Existing solutions like Monero, Zcash, and Grin introduced their own version of cryptocurrencies that focus on privacy, based on CryptoNote [Van Saberhagen, 2013], Zerocash [Sasson et al., 2014], and Mimblewimble [Jedusor, 2016] respectively.
Incognito takes a different approach, based on the premise that people don’t want a new cryptocurrency with privacy. What they really want is privacy for their existing cryptocurrencies: incognito mode for any cryptocurrency.
Incognito is designed so users don’t have to choose between their favorite cryptocurrencies and privacy coins. They can have both. They can hold any cryptocurrency and still be able to use it confidentially whenever they want. Privacy needs to be ubiquitous, inclusive, and accessible.
Figure 1. Incognito as a privacy hub. It is interoperable with other cryptonetworks via shielding and unshielding processes , which allow cryptocurrencies like BTC and ETH to go incognito and back.
First, we proposed a solution to shield any cryptocurrency such as BTC, ETH, and USDT. In effect, any cryptocurrency can now be a privacy coin. Both shielding and unshielding processes are carried out via a decentralized group of trustless custodians. Once shielded, transactions are confidential and untraceable.
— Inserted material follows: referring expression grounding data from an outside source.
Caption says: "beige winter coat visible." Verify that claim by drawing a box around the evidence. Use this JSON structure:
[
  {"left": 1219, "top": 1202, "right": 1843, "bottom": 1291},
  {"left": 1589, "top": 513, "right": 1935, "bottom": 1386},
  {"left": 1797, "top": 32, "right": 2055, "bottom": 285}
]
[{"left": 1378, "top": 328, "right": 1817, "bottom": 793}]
To provide privacy, we employed the linkable ring signature scheme, homomorphic commitment scheme, and zero-knowledge range proofs.
Second, we presented a solution to scale out a privacy-focused cryptonetwork by implementing sharding on privacy transactions and a new consensus based on proof-of-stake, pBFT, and BLS. Transaction throughput scales out linearly with the number of shards.
Currently, with 8 shards active, Incognito can handle 100 TPS. And with a full deployment of 64 shards, Incognito can handle 800 TPS – a significantly higher number than that of other privacy blockchains, which usually can only handle less than 10 TPS.
Incognito launched its mainnet in November 2019 as a privacy-protecting, high-performance cryptonetwork to deliver incognito mode for other cryptonetworks like Bitcoin and Ethereum. As of February 2020, it has 8 shards powered by over 1,000 validators and has confidentially processed over $1.4M worth of crypto in 74 different currencies such as BTC, ETH, and USDT.